然而,目前柔性太阳电池的窗口层大多采用溅射法制成的下层高阻本征ZnO薄膜(i-ZnO)和上层低阻透明导电氧化物(transparent conductive oxide,TCO)。使用这种窗口层的太阳电池在应用方面显示出以下问题:首先,所使用的ZnO薄膜具有较高的红外光吸收特性,限制了光生电流密度;其次,使用溅射法制备,不可避免地造成了对底层薄膜的物理损伤;再者,ZnO薄膜脆性高、柔韧性差,导致此类太阳电池抗弯折性能不强;最后,上层透明导电氧化物薄膜主要采用In、Sb、Sn、Zn和Cd的氧化物及其多元复合氧化物薄膜材料,其脆性高,杂质离子易扩散,且制备昂贵。
石墨烯是世上最薄也是最坚硬的纳米材料,它几乎是完全透明的,只吸收2.3%的光;常温下其电子迁移率超过15000cm2/(V·s),而电阻率甚至比铜或银更低(只约10-6Ω·cm),因而电子在该材料上的运动速度极快,从而被期待可用来发展出更薄、导电速度更快的新一代电子元件或晶体管。
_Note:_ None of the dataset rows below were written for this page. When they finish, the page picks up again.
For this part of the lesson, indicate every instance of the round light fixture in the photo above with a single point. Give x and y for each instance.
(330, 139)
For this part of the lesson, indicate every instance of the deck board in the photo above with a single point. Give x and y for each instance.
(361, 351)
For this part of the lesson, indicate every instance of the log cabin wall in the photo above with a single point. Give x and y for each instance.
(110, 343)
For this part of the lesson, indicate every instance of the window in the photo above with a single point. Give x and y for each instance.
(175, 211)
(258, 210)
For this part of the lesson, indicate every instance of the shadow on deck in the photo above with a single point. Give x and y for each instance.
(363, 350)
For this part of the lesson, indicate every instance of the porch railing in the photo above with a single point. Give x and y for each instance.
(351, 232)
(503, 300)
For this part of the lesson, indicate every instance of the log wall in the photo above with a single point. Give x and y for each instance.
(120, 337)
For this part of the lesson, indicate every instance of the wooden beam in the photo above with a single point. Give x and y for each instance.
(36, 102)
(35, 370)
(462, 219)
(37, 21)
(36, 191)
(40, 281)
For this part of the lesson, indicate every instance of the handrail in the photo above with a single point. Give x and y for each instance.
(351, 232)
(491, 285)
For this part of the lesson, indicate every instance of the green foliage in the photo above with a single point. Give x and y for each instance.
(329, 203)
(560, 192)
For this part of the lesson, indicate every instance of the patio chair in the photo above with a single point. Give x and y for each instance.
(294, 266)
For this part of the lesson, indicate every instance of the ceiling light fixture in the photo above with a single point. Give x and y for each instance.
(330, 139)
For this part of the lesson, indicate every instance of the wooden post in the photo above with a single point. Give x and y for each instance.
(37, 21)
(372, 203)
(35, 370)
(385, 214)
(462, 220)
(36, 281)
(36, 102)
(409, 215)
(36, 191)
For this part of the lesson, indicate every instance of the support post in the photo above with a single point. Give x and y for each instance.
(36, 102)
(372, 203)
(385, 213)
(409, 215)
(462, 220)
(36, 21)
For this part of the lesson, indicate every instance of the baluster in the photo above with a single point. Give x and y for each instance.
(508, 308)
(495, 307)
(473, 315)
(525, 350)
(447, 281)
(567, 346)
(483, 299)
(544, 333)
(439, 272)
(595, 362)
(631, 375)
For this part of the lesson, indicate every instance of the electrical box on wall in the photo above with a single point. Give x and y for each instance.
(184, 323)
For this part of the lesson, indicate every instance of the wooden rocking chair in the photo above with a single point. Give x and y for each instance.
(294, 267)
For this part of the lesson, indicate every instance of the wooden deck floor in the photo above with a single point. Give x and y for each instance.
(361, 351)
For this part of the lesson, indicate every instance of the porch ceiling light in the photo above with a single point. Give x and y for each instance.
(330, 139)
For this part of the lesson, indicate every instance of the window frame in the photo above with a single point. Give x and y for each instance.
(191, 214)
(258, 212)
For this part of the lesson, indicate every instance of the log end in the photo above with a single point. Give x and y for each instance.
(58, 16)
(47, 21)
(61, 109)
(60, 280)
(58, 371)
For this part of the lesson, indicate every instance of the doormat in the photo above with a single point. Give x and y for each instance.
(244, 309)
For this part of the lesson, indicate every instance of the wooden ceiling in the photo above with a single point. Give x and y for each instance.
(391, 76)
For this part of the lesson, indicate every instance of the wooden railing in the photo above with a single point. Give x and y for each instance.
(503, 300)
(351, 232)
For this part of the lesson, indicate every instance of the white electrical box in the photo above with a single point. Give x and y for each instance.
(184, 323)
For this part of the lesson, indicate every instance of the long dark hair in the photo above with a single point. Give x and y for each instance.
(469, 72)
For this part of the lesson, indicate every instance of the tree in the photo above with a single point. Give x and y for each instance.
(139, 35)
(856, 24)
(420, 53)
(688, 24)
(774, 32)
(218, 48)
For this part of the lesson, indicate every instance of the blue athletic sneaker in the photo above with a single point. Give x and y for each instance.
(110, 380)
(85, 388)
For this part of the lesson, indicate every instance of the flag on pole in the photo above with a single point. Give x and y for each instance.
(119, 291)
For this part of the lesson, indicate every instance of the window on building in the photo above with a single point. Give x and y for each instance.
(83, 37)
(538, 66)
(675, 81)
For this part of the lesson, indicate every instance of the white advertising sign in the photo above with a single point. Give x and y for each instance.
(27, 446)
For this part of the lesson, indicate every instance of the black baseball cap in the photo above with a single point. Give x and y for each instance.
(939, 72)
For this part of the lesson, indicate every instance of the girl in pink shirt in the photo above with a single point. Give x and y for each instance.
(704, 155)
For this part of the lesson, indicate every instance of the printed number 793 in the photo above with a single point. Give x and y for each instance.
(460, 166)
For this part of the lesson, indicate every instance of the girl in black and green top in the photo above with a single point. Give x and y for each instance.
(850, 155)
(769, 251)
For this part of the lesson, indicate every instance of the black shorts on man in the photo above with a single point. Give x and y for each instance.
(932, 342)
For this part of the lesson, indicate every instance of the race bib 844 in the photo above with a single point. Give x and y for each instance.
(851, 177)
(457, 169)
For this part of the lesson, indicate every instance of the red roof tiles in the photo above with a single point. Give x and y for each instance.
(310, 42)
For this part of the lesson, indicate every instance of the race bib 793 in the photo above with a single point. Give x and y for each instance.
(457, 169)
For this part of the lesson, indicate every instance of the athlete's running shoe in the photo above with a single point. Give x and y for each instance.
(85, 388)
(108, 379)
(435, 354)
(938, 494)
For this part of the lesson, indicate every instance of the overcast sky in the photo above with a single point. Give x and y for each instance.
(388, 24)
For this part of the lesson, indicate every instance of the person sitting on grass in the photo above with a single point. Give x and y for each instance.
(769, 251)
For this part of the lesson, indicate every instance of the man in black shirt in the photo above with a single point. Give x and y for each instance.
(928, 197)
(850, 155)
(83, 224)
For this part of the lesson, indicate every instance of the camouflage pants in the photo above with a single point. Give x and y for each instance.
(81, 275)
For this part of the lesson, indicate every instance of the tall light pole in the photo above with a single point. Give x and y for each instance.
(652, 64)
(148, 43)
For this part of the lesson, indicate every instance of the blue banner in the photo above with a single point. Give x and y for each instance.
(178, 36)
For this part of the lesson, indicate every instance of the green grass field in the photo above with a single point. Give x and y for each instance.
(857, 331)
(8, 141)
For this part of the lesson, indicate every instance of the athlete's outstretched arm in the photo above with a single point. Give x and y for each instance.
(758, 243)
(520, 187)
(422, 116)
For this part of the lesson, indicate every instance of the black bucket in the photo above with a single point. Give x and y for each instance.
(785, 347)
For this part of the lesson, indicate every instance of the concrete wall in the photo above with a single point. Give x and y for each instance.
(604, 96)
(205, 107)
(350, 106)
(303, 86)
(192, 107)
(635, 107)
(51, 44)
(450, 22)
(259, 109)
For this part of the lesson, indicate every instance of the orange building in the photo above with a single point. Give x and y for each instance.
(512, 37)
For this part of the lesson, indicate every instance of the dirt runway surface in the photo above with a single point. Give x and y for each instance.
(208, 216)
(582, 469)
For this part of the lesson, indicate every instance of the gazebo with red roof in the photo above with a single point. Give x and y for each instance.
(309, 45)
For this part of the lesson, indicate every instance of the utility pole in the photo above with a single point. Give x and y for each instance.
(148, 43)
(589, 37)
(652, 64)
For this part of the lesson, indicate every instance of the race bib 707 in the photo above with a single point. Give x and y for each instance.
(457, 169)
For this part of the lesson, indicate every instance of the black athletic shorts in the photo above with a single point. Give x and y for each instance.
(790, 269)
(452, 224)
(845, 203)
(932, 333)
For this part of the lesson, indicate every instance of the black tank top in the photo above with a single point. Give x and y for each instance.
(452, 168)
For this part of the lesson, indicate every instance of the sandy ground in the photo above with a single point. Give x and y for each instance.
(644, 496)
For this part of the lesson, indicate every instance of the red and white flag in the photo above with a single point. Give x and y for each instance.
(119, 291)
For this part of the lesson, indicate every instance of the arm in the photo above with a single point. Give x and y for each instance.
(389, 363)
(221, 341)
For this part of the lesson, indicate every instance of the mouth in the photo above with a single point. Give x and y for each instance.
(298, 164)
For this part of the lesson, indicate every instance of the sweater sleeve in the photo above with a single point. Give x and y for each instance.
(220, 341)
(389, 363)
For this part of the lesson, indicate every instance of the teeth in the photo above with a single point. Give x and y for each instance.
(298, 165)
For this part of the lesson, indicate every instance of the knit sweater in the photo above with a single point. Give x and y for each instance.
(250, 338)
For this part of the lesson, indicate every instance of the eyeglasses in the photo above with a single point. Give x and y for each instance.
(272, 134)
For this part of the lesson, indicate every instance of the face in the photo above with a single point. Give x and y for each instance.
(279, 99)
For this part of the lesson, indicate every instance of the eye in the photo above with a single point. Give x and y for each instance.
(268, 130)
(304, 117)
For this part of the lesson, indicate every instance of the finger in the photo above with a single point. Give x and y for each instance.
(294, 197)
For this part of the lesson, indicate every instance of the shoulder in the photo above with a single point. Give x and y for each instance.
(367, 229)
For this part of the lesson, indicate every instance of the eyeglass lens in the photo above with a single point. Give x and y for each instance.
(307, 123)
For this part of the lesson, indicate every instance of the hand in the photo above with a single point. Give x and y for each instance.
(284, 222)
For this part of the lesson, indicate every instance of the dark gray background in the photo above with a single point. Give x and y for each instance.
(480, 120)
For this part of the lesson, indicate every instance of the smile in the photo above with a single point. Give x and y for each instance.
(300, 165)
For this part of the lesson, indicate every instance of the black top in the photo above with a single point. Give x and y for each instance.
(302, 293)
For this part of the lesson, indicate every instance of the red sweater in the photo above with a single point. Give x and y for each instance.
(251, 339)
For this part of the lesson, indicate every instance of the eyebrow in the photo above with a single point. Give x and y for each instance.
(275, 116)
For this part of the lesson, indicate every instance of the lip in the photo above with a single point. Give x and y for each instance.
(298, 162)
正因为这种高导电性及光学透明性,太阳电池领域的专家学者更是热衷于石墨烯用作太阳电池透明前电极(TCO)的研究,典型的两个例子如:2011年上海硅酸盐研究所(Adv.Mater.2011,23,3202-3206)研究了以石墨烯为透明顶电极的碲化镉薄膜太阳电池,2014年香港中文大学(Nanoscale,2014,6,10879-10886)研究了以石墨烯为透明顶电极的铜铟镓硒薄膜太阳电池。但是两者在刚性基底上进行研究获得的太阳能电池的效率分别为4.17%和13.5%,都远低于碲化镉薄膜太阳电池以及铜铟镓硒薄膜太阳电池的效率(分别是20.4%和20.8%)。并且由于石墨烯与本征ZnO晶格失配,这类太阳电池的器件效率还会受到抑制,香港中文大学的研究也有类似的表现,即他们采用这种结构窗口层的铜铟镓硒薄膜太阳电池效率反而还低于相同条件下制备的以高阻本征ZnO和低阻掺Al-ZnO为窗口层的太阳电池效率。这种以石墨烯作为透明顶电极的太阳电池无法摆脱高阻本征ZnO,并且在刚性太阳能电池中的使用又存在缺陷,因此导致石墨烯材料在太阳能电池中的应用受到限制。
发明内容
针对现有技术中柔性太阳电池的窗口层存在膜层抗弯折性差、溅射过程物理损伤大、成本高的缺陷,本发明的目的在于提供一种以石墨烯材料替换包括高阻本征ZnO薄膜和低阻透明导电氧化物的脆性窗口层,获得具有较好柔韧性的铜基硫属半导体薄膜太阳电池窗口层结构,该铜基硫属半导体薄膜太阳电池窗口层结构避免了溅射法制备窗口层时给底层薄膜带来物理损伤,且大大降低了太阳电池的成本。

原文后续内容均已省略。